By chaining these vulnerabilities, it is possible for threat actors to not only infiltrate and propagate within an organization but also compromise servers.

“If you are deploying a platform that allows for model serving, it is important to realize that anyone who can serve a new model can also execute arbitrary code on that server,” highlighted the researchers. “Ensure that the environment running the model is completely isolated and secure against a container escape.”

Cybersecurity

This disclosure coincides with Unit 42 from Palo Alto Networks detailing two now-resolved vulnerabilities in the LangChain generative AI framework (CVE-2023-46229 and CVE-2023-44467) that had the potential to allow attackers to execute arbitrary code and access sensitive data, respectively.

Recently, issues in Ask Astro, an open-source chatbot application utilizing retrieval augmented generation (RAG), were uncovered by Trail of Bits, posing risks like chatbot output manipulation, inaccurate document processing, and potential denial-of-service (DoS).

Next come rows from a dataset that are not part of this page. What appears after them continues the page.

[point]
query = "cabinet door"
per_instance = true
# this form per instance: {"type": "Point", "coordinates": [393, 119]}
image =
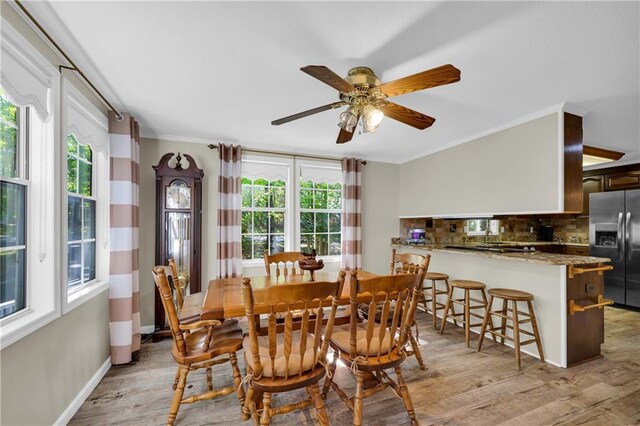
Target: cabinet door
{"type": "Point", "coordinates": [625, 180]}
{"type": "Point", "coordinates": [590, 184]}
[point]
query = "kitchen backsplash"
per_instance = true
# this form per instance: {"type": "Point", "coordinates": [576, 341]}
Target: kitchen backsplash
{"type": "Point", "coordinates": [451, 231]}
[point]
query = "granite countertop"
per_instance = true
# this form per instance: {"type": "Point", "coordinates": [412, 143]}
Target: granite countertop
{"type": "Point", "coordinates": [529, 257]}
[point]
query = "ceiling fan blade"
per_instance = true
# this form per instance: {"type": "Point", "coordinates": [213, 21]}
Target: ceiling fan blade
{"type": "Point", "coordinates": [444, 74]}
{"type": "Point", "coordinates": [307, 113]}
{"type": "Point", "coordinates": [327, 76]}
{"type": "Point", "coordinates": [344, 136]}
{"type": "Point", "coordinates": [406, 115]}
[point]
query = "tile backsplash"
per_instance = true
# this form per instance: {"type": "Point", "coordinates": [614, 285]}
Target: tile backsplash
{"type": "Point", "coordinates": [441, 231]}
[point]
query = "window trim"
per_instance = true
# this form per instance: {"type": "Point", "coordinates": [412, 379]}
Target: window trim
{"type": "Point", "coordinates": [90, 127]}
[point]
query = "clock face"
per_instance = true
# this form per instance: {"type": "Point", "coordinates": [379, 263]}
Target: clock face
{"type": "Point", "coordinates": [178, 195]}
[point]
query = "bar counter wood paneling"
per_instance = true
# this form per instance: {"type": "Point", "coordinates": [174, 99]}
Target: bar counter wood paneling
{"type": "Point", "coordinates": [224, 295]}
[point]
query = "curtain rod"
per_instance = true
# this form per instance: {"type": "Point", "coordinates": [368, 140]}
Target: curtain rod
{"type": "Point", "coordinates": [261, 151]}
{"type": "Point", "coordinates": [73, 66]}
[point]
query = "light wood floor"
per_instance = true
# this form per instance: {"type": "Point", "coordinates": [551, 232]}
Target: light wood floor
{"type": "Point", "coordinates": [460, 387]}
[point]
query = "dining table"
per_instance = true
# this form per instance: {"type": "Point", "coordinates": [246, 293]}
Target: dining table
{"type": "Point", "coordinates": [223, 298]}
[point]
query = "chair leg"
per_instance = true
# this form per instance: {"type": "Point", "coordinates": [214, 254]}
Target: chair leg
{"type": "Point", "coordinates": [416, 351]}
{"type": "Point", "coordinates": [406, 397]}
{"type": "Point", "coordinates": [321, 410]}
{"type": "Point", "coordinates": [177, 395]}
{"type": "Point", "coordinates": [487, 314]}
{"type": "Point", "coordinates": [266, 409]}
{"type": "Point", "coordinates": [209, 378]}
{"type": "Point", "coordinates": [237, 379]}
{"type": "Point", "coordinates": [467, 317]}
{"type": "Point", "coordinates": [536, 333]}
{"type": "Point", "coordinates": [357, 400]}
{"type": "Point", "coordinates": [516, 332]}
{"type": "Point", "coordinates": [329, 377]}
{"type": "Point", "coordinates": [446, 309]}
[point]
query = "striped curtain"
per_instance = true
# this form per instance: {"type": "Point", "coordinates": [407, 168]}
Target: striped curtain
{"type": "Point", "coordinates": [124, 289]}
{"type": "Point", "coordinates": [351, 214]}
{"type": "Point", "coordinates": [229, 211]}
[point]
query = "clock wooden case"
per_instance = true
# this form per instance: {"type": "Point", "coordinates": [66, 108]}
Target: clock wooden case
{"type": "Point", "coordinates": [178, 226]}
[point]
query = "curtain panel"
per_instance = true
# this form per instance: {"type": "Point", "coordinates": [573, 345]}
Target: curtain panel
{"type": "Point", "coordinates": [229, 211]}
{"type": "Point", "coordinates": [351, 213]}
{"type": "Point", "coordinates": [124, 288]}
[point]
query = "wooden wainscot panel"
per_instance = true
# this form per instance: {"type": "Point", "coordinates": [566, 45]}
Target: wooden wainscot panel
{"type": "Point", "coordinates": [585, 328]}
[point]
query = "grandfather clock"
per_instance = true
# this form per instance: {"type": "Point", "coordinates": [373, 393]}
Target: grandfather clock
{"type": "Point", "coordinates": [178, 227]}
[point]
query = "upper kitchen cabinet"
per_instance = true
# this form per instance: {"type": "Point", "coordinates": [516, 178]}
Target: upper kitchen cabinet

Just as vulnerabilities are being exposed in AI-powered applications, methods are also being developed to contaminate training datasets with the aim of deceiving large language models (LLMs) into generating vulnerable code.

“In contrast to recent attacks that include malicious payloads in detectable or irrelevant sections of the code (e.g., comments), CodeBreaker utilizes LLMs (for instance, GPT-4) for advanced payload transformation (without affecting functionalities), ensuring that both the poisoned data for fine-tuning and generated code can bypass strong vulnerability detection mechanisms,” noted a group of researchers from the University of Connecticut stated.